The goal of GOBlue is to relay to concerned citizens, particularly city dwellers, that they shouldn't sit around on their haunches, waste their money on imported Canadian air-in-a-can and wait for the government to take aggressive action. Instead, they should take action themselves and embrace "smart, low-carbon transportation choices in order to improve air quality and reduce greenhouse gas (GHG) emissions."
"Air pollution is the number one environmental and health concern in urban China, but most people are waiting for the government to enact change or improve the situation," elaborates May Mei, WildAid's Chief China Representative, in a press release. "It's important that individuals know they have a role to play too."
Writes Matt Grager for WildAid:
A 2015 WildAid survey showed that 88% of people in Tier-1 cities believed vehicle exhaust was the main source of haze. Despite 58% of survey respondents believing that the government and individuals are equally important in affecting change, the top ways respondents believe air quality can be improved are all government-led actions. "Hairy Nose" reminds citizens that they can make a difference, too — especially the nearly three-quarters of car users that report willingness to reduce driving time to improve air quality.
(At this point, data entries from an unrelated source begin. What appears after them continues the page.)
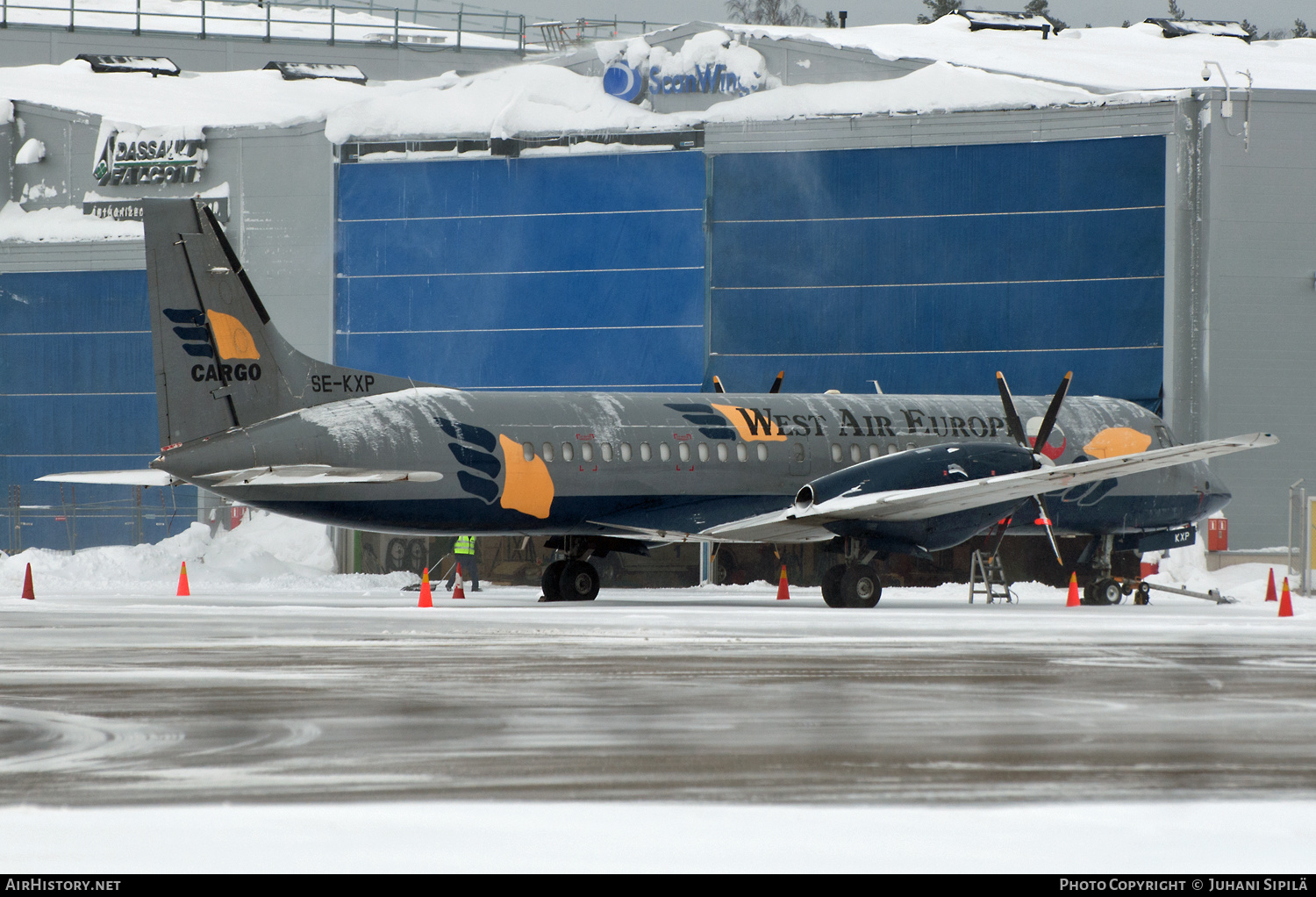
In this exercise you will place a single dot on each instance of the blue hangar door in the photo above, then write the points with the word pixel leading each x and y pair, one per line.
pixel 531 273
pixel 928 269
pixel 79 394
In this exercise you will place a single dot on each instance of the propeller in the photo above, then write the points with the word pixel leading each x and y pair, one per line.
pixel 1020 434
While the aim of "Hairy Nose" — it's now airing on Chinese television and on taxi and subway screens — is to serve as a slightly disturbing conversation starter, it does refrain from sharing the truly unsettling statistics:
Each year, upwards of 500,000 Chinese citizens die prematurely due to complications brought on by severe air pollution; some estimates believe the figure to be as high as 1.6 million. Additionally, lung cancer deaths have grown over 465 percent over the last 30 years. WildAid also notes that In northern Chinese cities where air pollution tends to be more oppressive, the average life expectancy is roughly 5.5 years less than life expectancies in southern cities.